Puis on m’a envoyée dans ma cellule.
Mon corps tout entier me faisait mal. Je me suis couchée sur ma planche froide sans pouvoir bouger. Du fait de ma grossesse, je vomissais même si je n’avais rien eu à manger ni à boire depuis trois ou quatre jours. Je pensais que j’allais mourir. C’est alors que les policiers ont remarqué que j’étais enceinte.
Il y a des dispositions dans la loi qui interdisent de garder une femme enceinte en prison, donc la police a demandé au personnel du bureau du planning familial du canton d’aller chez moi et de mentir, en affirmant que j’étais tombée malade ; mon mari a payé 3 500 RMB (environ 450 euros) pour que je puisse bénéficier d’une libération conditionnelle pour raison médicale. Pourtant, au lieu de prendre soin de moi, les fonctionnaires m’ont conduite ainsi que mon mari à la maternité et ont demandé au médecin d’avorter mon enfant. J’ai demandé si je pouvais récupérer chez moi quelques jours avant l’avortement, mais ils m’ont hurlé dessus en me disant que ce n’était pas possible, que je devais avorter ce jour-là puisque c’était un ordre du Bureau de la sécurité publique. Puis le médecin a utilisé de manière cruelle un instrument avec une pédale pour pulvériser l’enfant et l’aspirer hors de mon utérus.
J’ai subi toute cette opération sans anesthésie. La douleur était insoutenable. Mon abdomen et mon bas-ventre me faisaient tellement souffrir que je transpirais à grosses gouttes. La vue de la chair de mon bébé était comme un couteau planté dans mon cœur.
Lorsqu’on m’a renvoyée à la maison, je pouvais à peine bouger. Je restais couchée au lit, incapable de prendre soin de moi-même. Je devais même demander à mon mari de m’aider pour me retourner.
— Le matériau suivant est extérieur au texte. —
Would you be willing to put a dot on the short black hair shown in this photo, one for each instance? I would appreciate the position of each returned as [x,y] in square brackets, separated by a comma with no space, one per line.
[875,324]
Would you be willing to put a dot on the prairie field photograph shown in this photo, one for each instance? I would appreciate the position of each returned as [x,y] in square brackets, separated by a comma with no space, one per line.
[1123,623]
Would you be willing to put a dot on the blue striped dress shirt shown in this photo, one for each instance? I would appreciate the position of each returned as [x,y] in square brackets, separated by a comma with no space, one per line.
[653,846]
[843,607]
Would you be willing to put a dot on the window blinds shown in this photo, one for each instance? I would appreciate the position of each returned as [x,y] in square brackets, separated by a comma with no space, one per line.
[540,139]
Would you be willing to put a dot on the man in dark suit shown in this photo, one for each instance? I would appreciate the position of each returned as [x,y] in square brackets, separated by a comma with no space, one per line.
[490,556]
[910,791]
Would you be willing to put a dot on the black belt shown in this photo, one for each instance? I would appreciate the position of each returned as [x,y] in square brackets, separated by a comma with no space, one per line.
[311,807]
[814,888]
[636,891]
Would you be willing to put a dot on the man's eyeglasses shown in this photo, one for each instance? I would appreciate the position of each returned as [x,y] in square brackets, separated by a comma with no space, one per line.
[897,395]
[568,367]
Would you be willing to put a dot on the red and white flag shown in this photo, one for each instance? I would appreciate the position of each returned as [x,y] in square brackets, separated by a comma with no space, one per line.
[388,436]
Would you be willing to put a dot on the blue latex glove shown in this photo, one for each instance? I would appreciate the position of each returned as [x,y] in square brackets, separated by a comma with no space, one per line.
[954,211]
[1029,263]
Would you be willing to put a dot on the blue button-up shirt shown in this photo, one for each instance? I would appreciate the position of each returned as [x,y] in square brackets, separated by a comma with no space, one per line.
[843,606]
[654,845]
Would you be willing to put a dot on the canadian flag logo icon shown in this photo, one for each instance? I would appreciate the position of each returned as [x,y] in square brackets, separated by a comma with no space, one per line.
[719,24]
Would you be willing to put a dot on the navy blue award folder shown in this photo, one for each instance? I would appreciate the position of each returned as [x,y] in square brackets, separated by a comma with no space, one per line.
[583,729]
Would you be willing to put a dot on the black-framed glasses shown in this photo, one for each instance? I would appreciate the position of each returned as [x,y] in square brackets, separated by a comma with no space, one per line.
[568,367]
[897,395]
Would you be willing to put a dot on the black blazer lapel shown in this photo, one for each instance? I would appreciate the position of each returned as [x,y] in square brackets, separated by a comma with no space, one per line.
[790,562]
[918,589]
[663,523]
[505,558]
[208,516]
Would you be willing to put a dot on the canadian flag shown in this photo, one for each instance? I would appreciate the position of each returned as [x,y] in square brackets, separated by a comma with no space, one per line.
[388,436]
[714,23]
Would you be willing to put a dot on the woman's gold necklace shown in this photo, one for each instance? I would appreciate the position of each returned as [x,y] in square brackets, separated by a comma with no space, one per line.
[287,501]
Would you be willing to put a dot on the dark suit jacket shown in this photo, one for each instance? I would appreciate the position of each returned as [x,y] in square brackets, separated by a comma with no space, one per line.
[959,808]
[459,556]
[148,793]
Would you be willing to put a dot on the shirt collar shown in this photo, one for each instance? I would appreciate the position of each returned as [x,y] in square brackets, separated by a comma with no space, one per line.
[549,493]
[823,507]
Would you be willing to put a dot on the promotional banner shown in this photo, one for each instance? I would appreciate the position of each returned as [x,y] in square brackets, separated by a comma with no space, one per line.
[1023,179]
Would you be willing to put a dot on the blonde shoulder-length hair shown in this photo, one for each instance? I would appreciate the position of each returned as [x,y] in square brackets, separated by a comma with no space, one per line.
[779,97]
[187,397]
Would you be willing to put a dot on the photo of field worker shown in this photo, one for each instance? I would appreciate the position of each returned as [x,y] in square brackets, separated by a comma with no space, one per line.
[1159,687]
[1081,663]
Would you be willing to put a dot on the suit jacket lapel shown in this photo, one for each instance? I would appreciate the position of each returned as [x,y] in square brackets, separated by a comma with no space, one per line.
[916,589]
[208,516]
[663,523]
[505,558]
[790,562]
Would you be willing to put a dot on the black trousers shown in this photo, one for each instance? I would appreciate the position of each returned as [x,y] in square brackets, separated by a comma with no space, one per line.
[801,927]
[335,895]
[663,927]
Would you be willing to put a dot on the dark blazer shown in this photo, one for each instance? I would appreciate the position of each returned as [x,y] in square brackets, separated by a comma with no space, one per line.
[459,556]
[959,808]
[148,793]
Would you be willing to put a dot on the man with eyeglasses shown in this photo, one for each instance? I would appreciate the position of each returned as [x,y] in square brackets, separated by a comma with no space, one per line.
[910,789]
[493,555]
Un jour, en février 2003, avant que je ne sois complètement rétablie, cinq ou six agents de police sont venus chez moi avec une copie du verdict d’un tribunal en main, et m’ont dit que j’étais coupable d’un crime politique et que j’étais condamnée à deux ans de prison. Comme ils voulaient que je consente à purger ma peine de prison, ils m’ont obligée à signer le verdict.
Je l’ai fait. Puis j’ai demandé à aller à la salle de bains et je me suis enfuie. Depuis, ma famille et moi sommes en cavale.
La torture du PCC a occasionné de graves séquelles, une dysménorrhée chronique (des contractions menstruelles) et un prolapsus de l’utérus. En avril 2016, j’ai dû subir une hystérectomie. À cause de la brutalité des coups portés par la police, une partie de mes vertèbres lombaires est saillante, et j’ai des douleurs dorsales si intenses qu’il m’est difficile de rester debout.
En novembre 2017, je suis allée à l’hôpital et on a diagnostiqué une déformation du rachis et des vertèbres lombaires, et le médecin a dit que cela pouvait entraîner une paralysie d’un jour à l’autre. À ce jour, je suis toujours entièrement dépendante des traitements médicaux que je prends, et je ne peux rester assise ou debout longtemps.
Je vivrai avec la torture du PCC pour le restant de mes jours.